Labour has reiterated a pledge to overhaul the business rates system to help revitalise the high street if it wins the general election.

The party has said it will replace business rates with a new system that will level the playing field between the high street and online giants.

The promise is part of a plan to boost small businesses “after 14 years of decline under the Conservatives”.

Speaking at a brewery in his constituency of Holborn and St Pancras at the weekend, Labour leader Keir Starmer said: “We want to replace [business rates] with a system that works better, because at the moment there’s not a level playing field between businesses that are online and those that are sort of bricks and mortar.

“It’s been a problem for a long time, the government hasn’t fixed it and small businesses have all gone through a really hard time in recent years.

“So that’s our plan, we want small businesses to thrive because they are the backbone of our economy and they need that stability in our economy, and they need to know that their energy bills are actually going to be lower and stable.”

The pledge is part of five-point plan to “restore Britain’s high streets”, which Labour first set out in April. It also includes a promise to clamp down on antisocial behaviour through 13,000 more neighbourhood police and PCSOs, while scrapping the £200 threshold for shoplifting to be investigated.

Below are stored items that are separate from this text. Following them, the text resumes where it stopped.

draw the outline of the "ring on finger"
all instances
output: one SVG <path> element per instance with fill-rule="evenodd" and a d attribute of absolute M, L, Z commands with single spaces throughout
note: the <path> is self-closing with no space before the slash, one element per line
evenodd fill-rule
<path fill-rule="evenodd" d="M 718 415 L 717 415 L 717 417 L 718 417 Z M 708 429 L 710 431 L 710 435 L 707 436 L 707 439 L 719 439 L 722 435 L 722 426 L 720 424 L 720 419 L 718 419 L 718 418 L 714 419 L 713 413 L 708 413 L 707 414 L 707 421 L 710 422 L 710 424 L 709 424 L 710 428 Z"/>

Other measures are rolling out face-to-face banking hubs, new laws to stamp out late payments to small and independent retailers, and giving communities a ‘right to buy’ vacant shops.

The Tories have resisted years of calls from the retail sector for a major overhaul of business rates.

However, Labour has not specified what it would replace the current system with, leading to demands for clarity.

John Webber, head of businesses rates at property consultancy Colliers, said the lack of detail was “highly worrying”.

“Successive Conservative governments have promised to reform the tax, but none have delivered, just making the system more onerous and expensive for the ratepayer as time has gone on,” he said.

“Whilst it is encouraging to read of Labour’s aspiration to breathe life back into our high streets, unless they tell us what they plan to do, how can anyone scrutinise their plans or take their calls for change seriously?”

Webber added: “We need to be able to advise businesses on what kind of taxes they will be paying under a Labour government.

“Businesses deserve to know what is happening so they can plan ahead.”